I glared at the little gremlin before throwing up my hands.

"The Dark Lord of the Sith is the Chancellor. He trained your mysterious Dark Side assassin. He's pulled Count Dooku into his orbit and got him on board. They're setting up to throw the galaxy into war. The republic on one side and the Separatists on the other. You all will get roped into things as military officers which naturally means you're in the line of fire and start dying off. Then he arranges things so your own soldiers turn on you. You die, all across the galaxy and the Sith rise to power unopposed."

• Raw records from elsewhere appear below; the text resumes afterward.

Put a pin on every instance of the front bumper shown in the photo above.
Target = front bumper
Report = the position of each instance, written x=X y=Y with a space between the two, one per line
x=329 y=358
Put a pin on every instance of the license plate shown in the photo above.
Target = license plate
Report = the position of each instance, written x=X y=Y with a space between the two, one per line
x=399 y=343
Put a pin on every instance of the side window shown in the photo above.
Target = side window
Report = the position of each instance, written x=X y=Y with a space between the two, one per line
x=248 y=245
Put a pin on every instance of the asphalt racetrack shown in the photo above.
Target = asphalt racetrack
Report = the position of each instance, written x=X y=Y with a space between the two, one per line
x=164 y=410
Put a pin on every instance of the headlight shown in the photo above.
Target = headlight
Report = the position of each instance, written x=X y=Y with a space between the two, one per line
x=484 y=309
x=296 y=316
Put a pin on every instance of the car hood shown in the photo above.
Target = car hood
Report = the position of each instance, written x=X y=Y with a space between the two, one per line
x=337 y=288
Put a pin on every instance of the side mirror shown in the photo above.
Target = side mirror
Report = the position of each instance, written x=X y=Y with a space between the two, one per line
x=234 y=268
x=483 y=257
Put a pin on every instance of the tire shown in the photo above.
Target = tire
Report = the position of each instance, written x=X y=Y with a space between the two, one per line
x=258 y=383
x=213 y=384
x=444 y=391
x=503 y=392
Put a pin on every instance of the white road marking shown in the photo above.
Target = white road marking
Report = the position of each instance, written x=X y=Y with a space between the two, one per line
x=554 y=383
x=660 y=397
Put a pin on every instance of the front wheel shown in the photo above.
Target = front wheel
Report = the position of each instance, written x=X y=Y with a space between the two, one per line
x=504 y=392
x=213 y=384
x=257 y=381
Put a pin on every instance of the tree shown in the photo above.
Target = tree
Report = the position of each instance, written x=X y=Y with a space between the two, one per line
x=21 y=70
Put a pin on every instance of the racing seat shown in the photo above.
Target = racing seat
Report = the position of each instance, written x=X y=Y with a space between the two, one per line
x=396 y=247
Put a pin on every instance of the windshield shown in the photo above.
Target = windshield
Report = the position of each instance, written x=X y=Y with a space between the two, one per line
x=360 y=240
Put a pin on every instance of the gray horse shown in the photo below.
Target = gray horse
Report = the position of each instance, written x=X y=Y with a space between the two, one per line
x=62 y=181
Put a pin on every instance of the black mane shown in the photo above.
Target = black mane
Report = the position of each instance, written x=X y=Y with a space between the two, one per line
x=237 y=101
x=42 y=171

I was… really angry with them. I hadn't actually expected that. But between uprooting my barely half settled life, being so utterly unprepared for what was coming, and just being hostile with me from the word go… I wanted to just shake them and tell them to wake up and-

… and I was still drawing on the Force using negative emotions… that'd do it. Breaking the cycle of feeding emotions into the Force was difficult. It could be done, but I needed more practice.

"We can't simply take his word on something like this. There's no evidence whatsoever."

"And attacking the Chancellor would be treason."

"There is no way a Sith could hide from us here on Coruscant, we would know!"

I groaned and buried my head back in my hands. I'd known this was coming. This was exactly why I hadn't wanted to try changing the timeline. Oh, they might decide on a course of action eventually. I just wasn't going to be holding my breath.